En una columna publicada en The Villager, el especialista señala que inversionistas noruegos preparan una inversión cercana a N$1.000 millones (dólares namibios), equivalentes a unos US$62 millones, para desarrollar una industria salmonicultora. El texto no identifica a las empresas involucradas ni detalla capacidades productivas o fechas de ejecución.
Asino, magíster en Acuicultura y Nutrición y candidato a doctor de la Universidad de Namibia (UNAM), propone convertir la actividad en una prioridad económica nacional, en un escenario marcado por el interés internacional en los recursos mineros, petroleros y gasíferos del país.
Alimentos locales para reducir costos
Uno de los principales obstáculos que identifica el autor es el alto costo de los alimentos acuícolas importados. A ello se suman la disponibilidad limitada de alevines para producción comercial, el desarrollo insuficiente de la cadena de valor y las restricciones de inversión.
Frente a estas dificultades, Asino destaca el trabajo de la empresa namibia Tru Africa Investment, que ha desarrollado alimentos acuícolas con ingredientes locales para sustituir una proporción de las materias primas importadas. Según su análisis, esta iniciativa ha permitido reducir costos y facilitar el acceso a insumos para productores emergentes.
También menciona investigaciones de la UNAM, del Ministerio de Agricultura, Pesca, Agua y Reforma Agraria y de socios privados, que han mostrado resultados prometedores sobre el crecimiento de peces alimentados con ingredientes alternativos disponibles en el país.
La columna no entrega cifras sobre la reducción de costos ni precisa las especies evaluadas, por lo que estos avances corresponden a antecedentes generales del desarrollo acuícola namibio.

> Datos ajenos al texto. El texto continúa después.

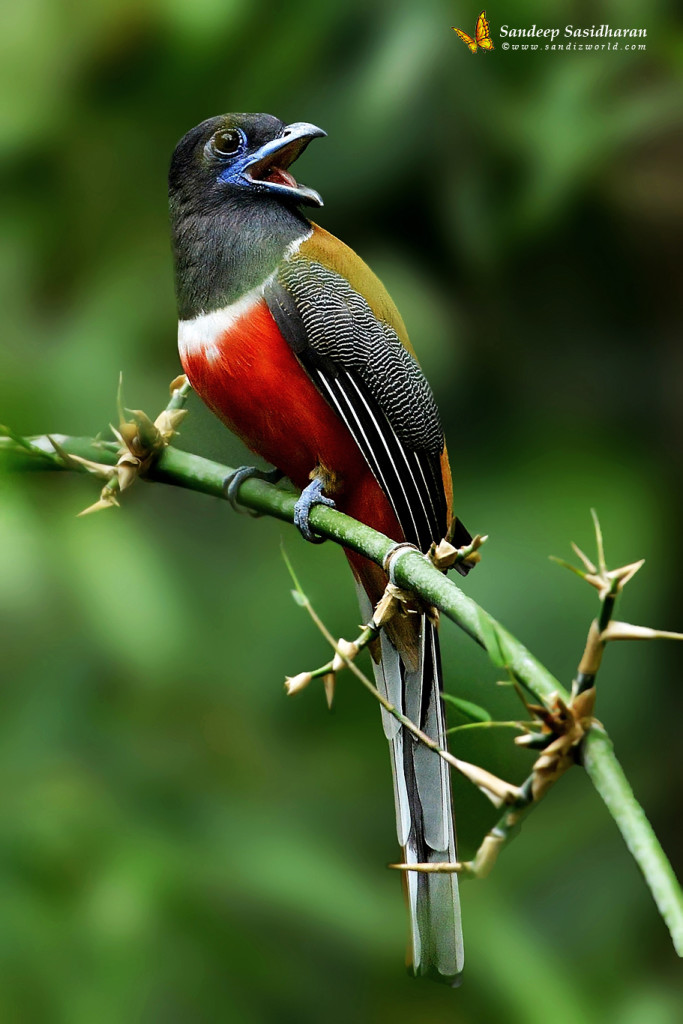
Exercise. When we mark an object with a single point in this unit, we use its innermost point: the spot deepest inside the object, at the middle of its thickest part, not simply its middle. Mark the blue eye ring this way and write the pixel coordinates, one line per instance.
(228, 142)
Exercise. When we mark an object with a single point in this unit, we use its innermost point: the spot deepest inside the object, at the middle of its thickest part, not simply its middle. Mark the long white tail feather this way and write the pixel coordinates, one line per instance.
(422, 795)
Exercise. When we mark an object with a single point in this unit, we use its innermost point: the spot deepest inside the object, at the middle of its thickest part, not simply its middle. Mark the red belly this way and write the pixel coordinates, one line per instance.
(259, 389)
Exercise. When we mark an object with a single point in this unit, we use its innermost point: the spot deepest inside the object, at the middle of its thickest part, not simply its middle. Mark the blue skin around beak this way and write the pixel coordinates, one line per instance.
(266, 169)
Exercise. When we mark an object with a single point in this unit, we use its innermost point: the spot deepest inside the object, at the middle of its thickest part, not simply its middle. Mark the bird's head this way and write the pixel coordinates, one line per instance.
(241, 157)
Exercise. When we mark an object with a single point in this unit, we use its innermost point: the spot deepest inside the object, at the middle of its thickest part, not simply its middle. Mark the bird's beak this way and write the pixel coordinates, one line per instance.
(269, 165)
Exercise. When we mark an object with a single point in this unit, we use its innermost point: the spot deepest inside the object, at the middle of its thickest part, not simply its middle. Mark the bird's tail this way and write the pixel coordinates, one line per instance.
(424, 807)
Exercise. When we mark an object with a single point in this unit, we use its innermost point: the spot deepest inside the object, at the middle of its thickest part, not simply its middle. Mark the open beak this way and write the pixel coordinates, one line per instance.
(270, 163)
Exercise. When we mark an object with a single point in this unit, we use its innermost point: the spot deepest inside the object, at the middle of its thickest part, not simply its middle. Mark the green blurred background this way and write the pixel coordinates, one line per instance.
(178, 842)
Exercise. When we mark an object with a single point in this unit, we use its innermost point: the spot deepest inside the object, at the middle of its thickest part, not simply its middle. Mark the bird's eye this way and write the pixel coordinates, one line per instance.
(227, 142)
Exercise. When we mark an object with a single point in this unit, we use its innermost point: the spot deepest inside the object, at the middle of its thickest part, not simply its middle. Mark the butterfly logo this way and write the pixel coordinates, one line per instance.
(481, 35)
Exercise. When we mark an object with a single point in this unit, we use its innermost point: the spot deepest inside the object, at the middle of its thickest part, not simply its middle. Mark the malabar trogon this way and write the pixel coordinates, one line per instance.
(294, 343)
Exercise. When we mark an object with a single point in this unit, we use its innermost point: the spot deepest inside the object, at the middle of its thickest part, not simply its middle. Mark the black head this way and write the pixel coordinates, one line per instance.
(241, 157)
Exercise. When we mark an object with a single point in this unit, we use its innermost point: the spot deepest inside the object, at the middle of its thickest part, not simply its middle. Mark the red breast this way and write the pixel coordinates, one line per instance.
(243, 369)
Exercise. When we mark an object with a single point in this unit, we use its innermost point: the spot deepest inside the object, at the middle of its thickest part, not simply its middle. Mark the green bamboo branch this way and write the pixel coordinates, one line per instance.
(412, 571)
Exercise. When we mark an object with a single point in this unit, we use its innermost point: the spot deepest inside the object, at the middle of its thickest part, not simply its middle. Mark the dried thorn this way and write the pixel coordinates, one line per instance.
(329, 682)
(585, 559)
(624, 631)
(295, 683)
(598, 541)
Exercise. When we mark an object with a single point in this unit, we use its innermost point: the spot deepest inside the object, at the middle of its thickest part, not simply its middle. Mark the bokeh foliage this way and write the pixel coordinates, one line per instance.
(177, 841)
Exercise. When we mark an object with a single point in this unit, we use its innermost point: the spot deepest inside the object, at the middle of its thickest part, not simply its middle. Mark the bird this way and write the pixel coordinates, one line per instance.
(294, 343)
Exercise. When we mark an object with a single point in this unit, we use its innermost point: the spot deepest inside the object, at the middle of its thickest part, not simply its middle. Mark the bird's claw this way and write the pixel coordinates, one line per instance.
(310, 496)
(233, 481)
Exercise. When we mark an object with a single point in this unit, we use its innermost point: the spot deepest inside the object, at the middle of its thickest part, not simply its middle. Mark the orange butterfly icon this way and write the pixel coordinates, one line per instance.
(481, 35)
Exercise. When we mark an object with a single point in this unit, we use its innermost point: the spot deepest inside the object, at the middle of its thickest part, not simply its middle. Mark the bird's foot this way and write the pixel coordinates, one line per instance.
(233, 481)
(310, 496)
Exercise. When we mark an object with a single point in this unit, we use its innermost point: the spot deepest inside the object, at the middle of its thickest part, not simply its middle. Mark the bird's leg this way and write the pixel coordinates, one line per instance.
(233, 481)
(310, 496)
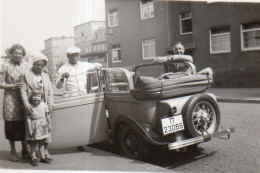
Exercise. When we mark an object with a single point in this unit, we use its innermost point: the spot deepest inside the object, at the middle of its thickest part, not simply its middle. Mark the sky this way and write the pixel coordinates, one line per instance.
(30, 22)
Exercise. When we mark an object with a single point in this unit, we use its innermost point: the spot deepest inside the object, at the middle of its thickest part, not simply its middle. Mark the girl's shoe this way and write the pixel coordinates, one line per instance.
(26, 154)
(34, 162)
(14, 158)
(45, 160)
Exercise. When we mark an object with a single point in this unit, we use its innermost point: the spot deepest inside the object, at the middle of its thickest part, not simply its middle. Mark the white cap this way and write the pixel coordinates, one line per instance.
(72, 50)
(40, 57)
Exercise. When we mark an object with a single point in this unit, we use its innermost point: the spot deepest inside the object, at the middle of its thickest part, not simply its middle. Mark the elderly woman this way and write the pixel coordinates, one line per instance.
(36, 78)
(10, 80)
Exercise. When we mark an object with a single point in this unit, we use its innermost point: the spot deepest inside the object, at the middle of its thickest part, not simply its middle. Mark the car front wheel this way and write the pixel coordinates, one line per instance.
(131, 144)
(201, 115)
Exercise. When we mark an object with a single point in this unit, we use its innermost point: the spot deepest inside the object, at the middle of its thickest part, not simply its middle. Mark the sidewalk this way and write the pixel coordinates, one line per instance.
(236, 95)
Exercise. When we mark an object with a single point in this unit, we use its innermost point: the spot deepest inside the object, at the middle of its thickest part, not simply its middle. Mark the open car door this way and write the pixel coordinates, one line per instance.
(80, 120)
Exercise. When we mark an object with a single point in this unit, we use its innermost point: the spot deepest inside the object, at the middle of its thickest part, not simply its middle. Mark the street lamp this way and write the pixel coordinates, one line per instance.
(109, 34)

Infraestructura y alianzas para ampliar la producción
Según Asino, el Gobierno ha destinado recursos desde 2003 a infraestructura, investigación y programas de apoyo a productores, estableciendo una base para impulsar tanto iniciativas comerciales como emprendimientos de pequeña escala.
Sin embargo, considera que la siguiente etapa exige una participación más amplia de la pesca comercial, la minería, las instituciones financieras, las agencias de desarrollo y los inversionistas privados.
Su propuesta apunta a fortalecer los centros de producción de alevines, la fabricación de alimentos, las plantas de procesamiento y la logística de frío, junto con la investigación, la formación de personal y el acceso a mercados.
El investigador sostiene que una expansión responsable de la acuicultura podría contribuir a diversificar la economía y generar oportunidades para jóvenes, mujeres, cooperativas y comunidades rurales. Para concretarlo, plantea combinar inversión con innovación local y alianzas público-privadas que permitan construir una industria capaz de competir en los mercados regionales e internacionales.